SOME AUTHORS SAY IT …

One thing that never fails to surprise me is the power of words, especially in the hands of a good author. They sum it up – say it all – in one deft turn of phrase, and that can be so motivating, even when the message itself has nothing to do with motivation. I guess the essence of the superb phrase or quotation is that in some way it enables one to see the 'thing as it is' – we glimpse reality so to speak. Part of that too might well be Pope's observation: 'what oft was thought but never so well expressed' – a sense of recognition that they have helped us to.

So the first question might be who are those favourite authors for you? Which special writers resonate in your mind? Speak truths, perhaps, too subtle, too bold for others to utter? Which writers speak to your soul? There are in this category many well known and famous writers and speakers – ranging from William Shakespeare (who is quintessentially quotable) to great religious leaders and teachers.

And then for each of us there may be the more obscure writers – the forgotten ones. Well known, may be, once upon a time, but now their fashion is ended, and they exist in some marginal footnote somewhere.

One of my favourite's in this latter category is the prolific author GK Chesterton, perhaps best remembered today for his Father Brown series of detective books. In fact GKC was one of the pioneers of this whole genre in the same way we think now of JRR Tolkien pioneering the fantasy genre. Strange to think there was a time when detective fiction, and fantasy fiction, did not exist. But GK Chesterton was much more than just a detective fiction writer.

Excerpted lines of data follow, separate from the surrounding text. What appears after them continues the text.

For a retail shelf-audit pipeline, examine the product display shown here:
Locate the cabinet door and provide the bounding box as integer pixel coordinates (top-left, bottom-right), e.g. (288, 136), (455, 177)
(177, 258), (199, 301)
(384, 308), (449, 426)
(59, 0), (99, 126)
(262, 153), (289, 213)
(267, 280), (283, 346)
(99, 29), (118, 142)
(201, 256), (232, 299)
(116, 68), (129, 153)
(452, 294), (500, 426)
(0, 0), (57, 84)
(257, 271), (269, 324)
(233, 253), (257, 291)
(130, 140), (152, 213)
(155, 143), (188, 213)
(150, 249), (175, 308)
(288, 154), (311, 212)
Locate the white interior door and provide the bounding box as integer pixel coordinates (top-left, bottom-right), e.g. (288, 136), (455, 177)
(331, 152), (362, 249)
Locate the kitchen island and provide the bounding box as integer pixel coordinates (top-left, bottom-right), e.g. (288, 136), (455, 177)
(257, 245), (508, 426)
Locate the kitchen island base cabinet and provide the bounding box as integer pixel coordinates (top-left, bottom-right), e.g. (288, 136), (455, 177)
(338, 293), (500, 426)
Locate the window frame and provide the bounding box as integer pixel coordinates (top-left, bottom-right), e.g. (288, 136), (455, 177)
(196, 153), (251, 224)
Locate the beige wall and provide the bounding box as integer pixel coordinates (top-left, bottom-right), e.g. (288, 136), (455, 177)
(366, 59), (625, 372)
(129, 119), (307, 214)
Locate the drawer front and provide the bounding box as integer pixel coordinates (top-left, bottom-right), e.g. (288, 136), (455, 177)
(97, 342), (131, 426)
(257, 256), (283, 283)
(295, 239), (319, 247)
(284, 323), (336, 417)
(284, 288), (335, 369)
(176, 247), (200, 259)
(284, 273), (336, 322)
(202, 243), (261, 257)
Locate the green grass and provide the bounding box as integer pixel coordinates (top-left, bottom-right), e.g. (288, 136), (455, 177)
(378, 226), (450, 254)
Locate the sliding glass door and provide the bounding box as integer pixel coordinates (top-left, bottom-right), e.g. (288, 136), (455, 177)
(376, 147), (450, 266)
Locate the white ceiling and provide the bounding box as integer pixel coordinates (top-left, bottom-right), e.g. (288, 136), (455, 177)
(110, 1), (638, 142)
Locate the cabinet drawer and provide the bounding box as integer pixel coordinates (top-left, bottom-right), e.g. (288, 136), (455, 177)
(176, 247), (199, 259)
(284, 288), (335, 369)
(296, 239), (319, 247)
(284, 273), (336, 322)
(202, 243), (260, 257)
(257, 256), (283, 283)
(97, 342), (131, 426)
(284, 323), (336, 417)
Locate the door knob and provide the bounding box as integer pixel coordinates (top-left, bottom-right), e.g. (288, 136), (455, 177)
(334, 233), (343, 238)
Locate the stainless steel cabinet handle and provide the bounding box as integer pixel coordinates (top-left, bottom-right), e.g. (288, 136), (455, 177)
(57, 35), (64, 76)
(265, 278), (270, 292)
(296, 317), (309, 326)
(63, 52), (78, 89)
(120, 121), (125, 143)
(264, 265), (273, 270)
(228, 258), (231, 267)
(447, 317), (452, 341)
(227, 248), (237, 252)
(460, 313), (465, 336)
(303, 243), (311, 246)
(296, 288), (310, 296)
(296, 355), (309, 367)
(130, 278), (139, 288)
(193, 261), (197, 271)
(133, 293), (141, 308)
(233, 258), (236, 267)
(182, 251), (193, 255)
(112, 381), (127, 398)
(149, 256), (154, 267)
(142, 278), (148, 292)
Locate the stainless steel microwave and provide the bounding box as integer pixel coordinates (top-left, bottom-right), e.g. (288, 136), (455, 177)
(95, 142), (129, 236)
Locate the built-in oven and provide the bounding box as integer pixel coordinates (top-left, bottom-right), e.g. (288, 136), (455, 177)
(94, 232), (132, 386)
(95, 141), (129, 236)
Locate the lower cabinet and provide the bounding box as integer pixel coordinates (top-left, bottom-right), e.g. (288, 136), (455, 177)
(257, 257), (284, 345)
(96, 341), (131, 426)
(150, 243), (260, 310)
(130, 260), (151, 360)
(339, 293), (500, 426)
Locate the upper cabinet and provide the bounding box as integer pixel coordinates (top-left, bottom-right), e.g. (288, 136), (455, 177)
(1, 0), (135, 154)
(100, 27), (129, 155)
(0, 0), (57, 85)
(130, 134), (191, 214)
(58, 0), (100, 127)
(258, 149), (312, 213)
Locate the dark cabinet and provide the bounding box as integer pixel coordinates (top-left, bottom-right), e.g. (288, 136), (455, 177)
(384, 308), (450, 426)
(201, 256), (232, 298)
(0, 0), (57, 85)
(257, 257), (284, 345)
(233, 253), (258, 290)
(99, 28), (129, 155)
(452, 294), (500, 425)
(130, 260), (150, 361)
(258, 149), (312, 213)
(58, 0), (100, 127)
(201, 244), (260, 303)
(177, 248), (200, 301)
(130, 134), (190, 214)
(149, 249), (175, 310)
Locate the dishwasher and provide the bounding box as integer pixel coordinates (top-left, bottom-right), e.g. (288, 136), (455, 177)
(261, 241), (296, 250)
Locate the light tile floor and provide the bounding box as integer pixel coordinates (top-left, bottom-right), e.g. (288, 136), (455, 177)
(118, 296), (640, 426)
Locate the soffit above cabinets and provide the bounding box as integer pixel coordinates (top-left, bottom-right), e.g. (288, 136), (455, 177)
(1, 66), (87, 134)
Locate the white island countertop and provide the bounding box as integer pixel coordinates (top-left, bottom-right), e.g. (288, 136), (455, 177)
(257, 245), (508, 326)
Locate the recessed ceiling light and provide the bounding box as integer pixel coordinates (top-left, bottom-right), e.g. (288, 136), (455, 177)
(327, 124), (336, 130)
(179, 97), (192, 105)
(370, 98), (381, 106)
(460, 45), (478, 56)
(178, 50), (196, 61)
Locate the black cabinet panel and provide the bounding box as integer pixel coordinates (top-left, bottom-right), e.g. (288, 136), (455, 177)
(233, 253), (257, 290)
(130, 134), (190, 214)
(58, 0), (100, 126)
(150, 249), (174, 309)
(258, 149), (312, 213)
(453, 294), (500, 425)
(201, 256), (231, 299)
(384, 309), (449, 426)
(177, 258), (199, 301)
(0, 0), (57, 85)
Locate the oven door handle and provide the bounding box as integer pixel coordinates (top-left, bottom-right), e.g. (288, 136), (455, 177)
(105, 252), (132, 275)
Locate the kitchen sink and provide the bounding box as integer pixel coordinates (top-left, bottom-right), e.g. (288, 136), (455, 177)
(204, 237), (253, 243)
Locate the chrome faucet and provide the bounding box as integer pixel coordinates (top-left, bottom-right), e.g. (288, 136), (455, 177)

He had a brilliant and incisive mind that could superbly turn a phrase or two. My all time favourite of his is: "the difference between reality and fiction is that fiction has to be credible". What an astonishing wake-up call to re-examine the world, and to see the wonders and the absurdities that are really going on. If someone, for example, had written a fictional book that had as its heroes a group of senior bankers who were utterly unqualified to do their work, and had no concept of risk, the book would have been deemed unrealistic; if someone had dared write a fictional work on the workings of Parliament and included the extent of the expenses claimed by our Members of Parliament, they would have been judged extreme and delusional – or worse, negative and cynical.

In short, GKC's expressions invites us to understand that life is so unpredictable, so bizarre, that its outcomes are far more extreme than we could imagine, or that could be envisioned in John Lennon's pithy remark: "Life is what happens to you when you are making other plans".

As we watch the outpouring on the death of Michael Jackson, and see people on our TV screens claiming now that 'music has died', we do well to remember GKC's other great quotation - "the truth is the modern world has had a mental breakdown".